A darne notizia, nella serata del 6 marzo, il suo profilo Facebook ufficiale, con un post della famiglia.

Lutto nel mondo del jazz: a 81 anni è scomparso il pianista americano McCoy Tyner.

Giovanissimo, si avvicina al pianorte: inizia infatti lo studio dello strumento all’età di 13 anni. La carriera, invece, comincia nel 1960, come pianista della formazione di Benny Golson e Art Farmer. Nello stesso anno sostituisce Steve Kuhn ed entra ufficialmente nello storico quartetto di John Coltrane, insieme a Elvin Jones alla batteria e Jimmy Garrison al contrabbasso. Partecipa quindi, tra 1961 e 1965, alla realizzazione di alcuni tra i più importanti dischi della storia del jazz come My Favorite Things, A Love Supreme, Ballads, ecc…

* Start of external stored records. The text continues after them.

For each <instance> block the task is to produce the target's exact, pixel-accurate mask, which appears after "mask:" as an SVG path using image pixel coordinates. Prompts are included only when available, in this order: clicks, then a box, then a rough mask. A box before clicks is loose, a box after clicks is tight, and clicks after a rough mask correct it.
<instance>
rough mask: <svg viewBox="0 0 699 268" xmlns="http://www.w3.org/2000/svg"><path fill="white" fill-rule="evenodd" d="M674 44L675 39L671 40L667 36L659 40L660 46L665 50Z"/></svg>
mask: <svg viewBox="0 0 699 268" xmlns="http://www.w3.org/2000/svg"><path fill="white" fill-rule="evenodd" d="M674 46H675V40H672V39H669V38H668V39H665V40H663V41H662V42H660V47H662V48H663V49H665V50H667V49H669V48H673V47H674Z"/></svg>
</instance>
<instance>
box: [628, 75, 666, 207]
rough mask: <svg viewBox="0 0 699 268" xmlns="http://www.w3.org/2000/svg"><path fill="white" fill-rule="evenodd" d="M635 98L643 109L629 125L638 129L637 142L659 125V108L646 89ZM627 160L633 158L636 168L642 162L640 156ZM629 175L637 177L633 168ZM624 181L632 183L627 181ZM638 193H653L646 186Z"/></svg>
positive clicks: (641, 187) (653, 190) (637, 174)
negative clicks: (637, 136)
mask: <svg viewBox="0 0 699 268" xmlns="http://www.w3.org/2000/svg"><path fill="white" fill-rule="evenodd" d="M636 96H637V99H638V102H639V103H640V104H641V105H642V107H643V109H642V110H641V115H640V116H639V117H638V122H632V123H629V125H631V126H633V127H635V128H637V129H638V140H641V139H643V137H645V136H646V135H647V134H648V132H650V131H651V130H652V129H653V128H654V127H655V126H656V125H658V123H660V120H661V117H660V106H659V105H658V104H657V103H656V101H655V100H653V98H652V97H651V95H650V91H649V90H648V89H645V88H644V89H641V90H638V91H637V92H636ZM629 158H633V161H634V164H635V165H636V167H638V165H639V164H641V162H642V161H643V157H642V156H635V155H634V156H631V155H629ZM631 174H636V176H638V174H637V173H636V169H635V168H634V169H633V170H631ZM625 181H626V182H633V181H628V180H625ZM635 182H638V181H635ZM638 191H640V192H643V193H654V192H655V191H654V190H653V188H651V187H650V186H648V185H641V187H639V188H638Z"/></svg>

Tuttavia i rapporti con Coltrane diventano ben presto difficili. La svolta verso il free jazz e l’atonalità di Coltrane non piacciono a Tyner che ha un violento diverbio con Elvin Jones. Sentendosi di fatto escluso dal quartetto, Tyner avvia la carriera solista e fonda un trio del quale diventa il leader.

Lasciato quindi lo storico quartetto, pubblica, con la Blue Note Records, tra 1967 e 1970, una serie di album di stampo hard bop. The Real McCoy (1967), Tender Moments (1967), Time for Tyner (1967), Expansions (1968) ed Extensions (1970) sono i maggiori esempi del periodo.